Hurd's Mongol nationalism is aimed at that audience: young
Mongolians who now leave the country for work, the men in
construction in South Korea, the women as 'hostesses' in
Macao.

But the "I Was Born in Mongolia" CD, with its paeans to a
"land of great legendary heroes," came out here as ethnic
Mongolians in China were discovering that a Han
Chinese-owned company was taking over administration of the
Genghis Khan Mausoleum, the region's biggest tourist
money-maker.
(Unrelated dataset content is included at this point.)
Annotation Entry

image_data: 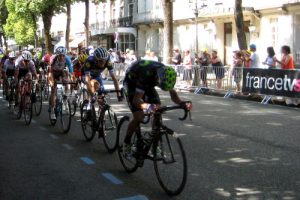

Entrusted to the care of the Darhad Mongolian
tribe since 1696, this shrine holds relics of the great
conqueror, including his saddle and his black bow.

The actual burial place of Genghis Khan, who died in 1227,
is not known, and has been the object of several
archeological expeditions. But construction of a new
"mausoleum" by Dong Lian, the Chinese company, prompted
protests by Mongolians who see the move as another power
grab by Chinese settlers.

>From the Chinese side, "anything associated with
nationalism, separatism, political rights, they want to
suppress it," said an Inner Mongolian trader here who asked
not to be identified.

In the best-known case, a bookstore owner who goes by one
name, Hada, is serving a 15-year sentence after being
convicted of separatism in 1996.

But with the canceling of concerts by Hurd and Horda, an
Inner Mongolian band, some fear new restraints on Mongolian
cultural expression.

"The government is shutting down a lot of music shops,
confiscating a lot of music tapes," said Enhebatu Togochog,
who runs the Southern Mongolian information center in New
York. "They say they are purifying the cultural market."